I've recently been researching Operating Systems, the boot process, and NASM. On my journeys I ran into a piece of useful bootstrapping code which I partially understand and have tested via a virtual floppy disk. My basic question is to what some of these lines I don't understand do. I've commented what I think the lines do, and any corrections or confirmations would be much appreciated.
; This is NASM
BITS 16 ; 16 bits!
start: ; Entry point
mov ax, 07C0h ; Move the starting address (after this bootloader) into 'ax'
add ax, 288 ; Leave 288 bytes before the stack beginning for some reason
mov ss, ax ; Show 'stack segment' where our stack starts
mov sp, 4096 ; Tell 'stack pointer' that our stack is 4K in size
mov ax, 07C0h ; Use 'ax' as temporary variable for setting 'ds'
mov ds, ax ; Set data segment to where we're loaded
mov si, text_string ; Put string position into SI (the reg used for this!)

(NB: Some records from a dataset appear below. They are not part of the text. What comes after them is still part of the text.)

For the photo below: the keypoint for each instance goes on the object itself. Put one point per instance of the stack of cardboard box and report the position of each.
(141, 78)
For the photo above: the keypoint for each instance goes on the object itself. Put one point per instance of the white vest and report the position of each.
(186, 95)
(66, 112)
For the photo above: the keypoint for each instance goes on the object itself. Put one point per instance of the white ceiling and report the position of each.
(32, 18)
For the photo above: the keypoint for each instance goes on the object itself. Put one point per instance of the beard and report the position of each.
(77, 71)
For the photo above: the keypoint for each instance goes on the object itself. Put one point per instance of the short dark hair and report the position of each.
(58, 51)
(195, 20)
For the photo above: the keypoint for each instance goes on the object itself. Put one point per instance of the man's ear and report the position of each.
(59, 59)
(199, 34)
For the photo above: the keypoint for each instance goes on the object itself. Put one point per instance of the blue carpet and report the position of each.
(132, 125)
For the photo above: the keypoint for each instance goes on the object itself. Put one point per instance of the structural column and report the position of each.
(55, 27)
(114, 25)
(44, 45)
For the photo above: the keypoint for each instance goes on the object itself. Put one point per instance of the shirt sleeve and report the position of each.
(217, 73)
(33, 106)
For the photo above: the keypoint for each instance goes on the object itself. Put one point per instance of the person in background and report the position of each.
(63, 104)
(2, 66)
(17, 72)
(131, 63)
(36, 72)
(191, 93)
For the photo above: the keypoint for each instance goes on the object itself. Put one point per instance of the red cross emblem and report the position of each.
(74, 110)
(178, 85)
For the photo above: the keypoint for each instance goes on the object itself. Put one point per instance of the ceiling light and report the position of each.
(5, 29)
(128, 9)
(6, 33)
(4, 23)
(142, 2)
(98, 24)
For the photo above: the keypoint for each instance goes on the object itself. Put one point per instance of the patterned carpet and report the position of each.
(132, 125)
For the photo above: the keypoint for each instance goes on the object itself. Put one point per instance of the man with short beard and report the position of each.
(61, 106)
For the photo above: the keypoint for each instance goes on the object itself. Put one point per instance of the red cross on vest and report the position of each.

call print_string ; Call our string-printing routine
jmp $ ; Jump here - infinite loop!
text_string db 'This is my cool new OS!', 0 ; Our null terminated string
; For some reason declared after use
print_string: ; Routine: output string in SI to screen
mov ah, 0Eh ; I don't know what this does..
; Continue on to 'repeat'
.repeat:
lodsb ; Get character from DS:SI into AL
cmp al, 0 ; If end of text_string
je .done ; We're done here
int 10h ; Otherwise, print the character (What 10h means)
jmp .repeat ; And repeat
.done:
ret
times 510-($-$$) db 0 ; Pad remainder of boot sector with 0s
dw 0xAA55 ; The standard PC 'magic word' boot signature
Thanks,
Joe
Your comments are largely correct.
mov ah,0Eh
This sets a parameter to the BIOS interrupt call:
int 10h
See here for more details, but essentially the call to 10h expects an operation in ah and data for the operation in al.
The segment registers cannot be loaded directly and can only load from a register, thus the use of ax as a 'temporary variable.'
The 288 bytes added to the base stack pointer are actually not bytes at all. Addresses loaded into the segment registers are actually pointers to 16-byte blocks, so to convert the number to its actual address, shift it left by 4-bits. That means that the address 07C0h is actually referring to 7C00h, which is where your bootloader code is placed. 288 is 120h in hex, and so the actual location of the stack is really 7C00h + 1200h = 8E00h.
Also, you use words like "show" and "tell" which are fine, but it's better to think of defining the stack by setting ss and sp as opposed to reporting where it is at... I hope that makes sense.